Here's the problem: Clementi was the wrong poster boy for a narrative of innocent gay boys being driven to suicide by homophobia. The gay community's own structured sex mores had fostered a sexual adventurism in a young man, who was obviously emotionally vulnerable and not equipped to deal with the effects of fast sex with men much older than himself. Our hearts go out to Clementi and of course any decent person would say that it was wrong to broadcast images of him having sex with the stranger he met on the Internet. But Clementi's own judgment was already lapsing severely, and probably perennially. That is to say, a gay subculture that minimizes the significance of sex and dismisses the larger social commitments that come with sharing one's body with another human--a gay culture that shirks the responsibilities that should come with sex--has conditioned and recruited boys into a world of sexual chaos for which they are not prepared.
That's not a problem of homophobia. That's a problem of gay culture.

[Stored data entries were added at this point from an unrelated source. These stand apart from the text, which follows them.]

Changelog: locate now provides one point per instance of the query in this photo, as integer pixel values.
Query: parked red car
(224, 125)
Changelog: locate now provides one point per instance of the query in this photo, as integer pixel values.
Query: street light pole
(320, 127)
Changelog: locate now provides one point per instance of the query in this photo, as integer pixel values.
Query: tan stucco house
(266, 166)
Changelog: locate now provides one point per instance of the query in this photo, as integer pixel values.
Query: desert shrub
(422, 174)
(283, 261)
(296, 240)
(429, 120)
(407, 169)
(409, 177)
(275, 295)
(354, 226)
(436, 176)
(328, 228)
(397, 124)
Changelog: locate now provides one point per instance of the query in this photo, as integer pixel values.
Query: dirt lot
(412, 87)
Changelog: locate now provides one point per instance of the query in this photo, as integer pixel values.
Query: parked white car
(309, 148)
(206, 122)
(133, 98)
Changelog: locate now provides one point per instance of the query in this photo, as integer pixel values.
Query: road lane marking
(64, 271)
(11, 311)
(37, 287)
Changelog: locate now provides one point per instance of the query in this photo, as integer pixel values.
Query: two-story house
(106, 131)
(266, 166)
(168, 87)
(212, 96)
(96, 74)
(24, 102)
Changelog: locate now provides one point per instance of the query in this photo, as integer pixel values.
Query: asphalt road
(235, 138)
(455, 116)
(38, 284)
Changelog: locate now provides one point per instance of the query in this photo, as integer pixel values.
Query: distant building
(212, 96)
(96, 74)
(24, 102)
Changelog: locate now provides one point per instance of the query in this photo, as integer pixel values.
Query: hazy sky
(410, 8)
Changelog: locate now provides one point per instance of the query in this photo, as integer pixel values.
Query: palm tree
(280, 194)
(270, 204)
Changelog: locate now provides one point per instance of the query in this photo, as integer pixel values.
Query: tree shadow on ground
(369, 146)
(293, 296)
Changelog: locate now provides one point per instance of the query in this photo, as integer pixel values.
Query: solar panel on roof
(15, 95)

For the last three years, the official Clementi narrative of "homophobia causes gay teen to kill himself" has held strong against the obvious counternarrative that anyone can glean from the basic facts of the case. Rather than giving gay adults more opportunities to talk to young men and boys who might be gay, we need to keep youth away from the sexual severity of adult gay culture, which is so far gone that most gay readers do not even seem fazed by the fact that Clementi's sex partner was a thirty-year-old who was happy to enter a freshman dormitory and sodomize a boy who was barely even legal, and whom he didn't know, when it was obvious that a roommate had to be put out of his own living space for the duration of their reckless sex.
But it is only a matter of time.
Clementi and Shepard will haunt the gay movement for decades to come, because they aren't merely isolated cases. Over and over again, the LGBT movement has misdirected energies to breaking down stigma and trying to paint the gay community as something it's not, while ignoring the true, serious problems that the community must contend with.
In the 1970s, the goal was to "de-stigmatize" homosexuality by forcing psychiatrists and then the whole medical profession to declare that there was nothing wrong with homosexuality, therefore nothing wrong with men having sex with men, ergo no health risks to the kind of sex men had with men, hence no problem with lots and lots of anonymous anal sex.
Half a decade later, there was an AIDS epidemic. Two decades later, gays had a host of other problems -- depression, personality disorders, eating disorders, anxiety, suicidal ideation, adjustment disorder, post-traumatic stress disorder from sexual abuse or domestic violence -- which were diagnosable abnormalities according to the psychiatric profession. So rather than being diagnosed as "homosexual" and then being given medical help to reconcile their desires with life in a world where the desires pose a risk, they were told that their desires posed no risk, then branded mentally ill for experiencing the logical difficulties that come with engaging uncritically in sex acts that do pose health risks to them.
The latest report from the CDC shows that today, right now, the HIV infection rate among boys aged 13-19 is growing, and 95% of such infections result from anal homosexual sex. The gay movement has made the problem worse by demanding that young boys be exposed to information about homosexuality, which doesn't even fairly inform them of the general health and psychological risks associated with starting homosexual activity so young.
But no matter. The goal wasn't to help gay men stay healthy, live long, or be happy. The goal was for gay men to be presented positively in the press. Stigmas are all that matter.